With her eloquence and grace she talked about how she generally makes only one point anymore, has begun to use fewer personal stories, quotes less often, and uses fewer theological words (despite having written a marvelous book defending them in the 1990's).

In her sermons she now "lavishes all my attention on the one true thing I want people to take away."

She has learned "the virtues of a failed sermon," including that a failed sermon "gives me the chance to measure my own defenses."

She has concluded that the preaching task is primarily about "continuing to show up."  Then she added, "It's how we learn what faith, hope, and love look like in the flesh."

This capped a week in which I believe the primary theme was the role of the pastor.  Often the role of the pastor in the Age of Trump.  But more broadly exactly what our purpose and call are, what tasks we are to be about.
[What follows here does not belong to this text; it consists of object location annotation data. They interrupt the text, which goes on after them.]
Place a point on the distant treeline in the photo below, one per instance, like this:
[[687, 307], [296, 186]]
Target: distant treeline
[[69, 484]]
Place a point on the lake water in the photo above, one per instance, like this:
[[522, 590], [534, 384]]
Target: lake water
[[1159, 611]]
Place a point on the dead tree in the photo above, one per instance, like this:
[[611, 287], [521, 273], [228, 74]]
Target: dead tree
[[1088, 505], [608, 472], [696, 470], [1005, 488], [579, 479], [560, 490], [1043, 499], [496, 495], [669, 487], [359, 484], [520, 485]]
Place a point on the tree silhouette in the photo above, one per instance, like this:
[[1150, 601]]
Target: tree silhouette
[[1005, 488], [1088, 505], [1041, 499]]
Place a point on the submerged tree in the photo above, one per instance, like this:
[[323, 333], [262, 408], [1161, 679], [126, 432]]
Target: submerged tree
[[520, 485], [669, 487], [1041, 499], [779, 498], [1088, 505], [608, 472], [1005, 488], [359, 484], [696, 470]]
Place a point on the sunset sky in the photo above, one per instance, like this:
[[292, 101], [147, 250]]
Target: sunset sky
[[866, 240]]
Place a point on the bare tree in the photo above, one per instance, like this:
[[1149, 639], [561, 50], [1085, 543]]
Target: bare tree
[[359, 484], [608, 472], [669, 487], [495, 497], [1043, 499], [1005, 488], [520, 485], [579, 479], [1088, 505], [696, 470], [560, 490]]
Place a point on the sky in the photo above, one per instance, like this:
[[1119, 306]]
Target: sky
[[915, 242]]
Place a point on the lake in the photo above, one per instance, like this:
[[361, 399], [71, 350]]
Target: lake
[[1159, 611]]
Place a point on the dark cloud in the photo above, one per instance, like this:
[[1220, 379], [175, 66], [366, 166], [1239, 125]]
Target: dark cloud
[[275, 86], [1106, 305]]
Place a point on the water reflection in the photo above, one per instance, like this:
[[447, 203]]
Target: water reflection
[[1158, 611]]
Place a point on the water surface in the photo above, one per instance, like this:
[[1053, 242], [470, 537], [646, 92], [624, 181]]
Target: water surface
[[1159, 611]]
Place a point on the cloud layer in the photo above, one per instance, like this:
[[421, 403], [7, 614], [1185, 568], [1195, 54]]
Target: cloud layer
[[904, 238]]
This morning I began reading Wendell Berry's What Are People For? one of his classics that I have, surprisingly, never read.  In his discussion of the writer Edward Abbey I found a helpful description of the preacher in the Age of Trump:

He sees the gravity, the great danger, of the predicament we are now in, he tells it unswervingly, and he defends unflinchingly the heritage and the qualities that may preserve us.

May we be up to the task to which the Holy Spirit has called us.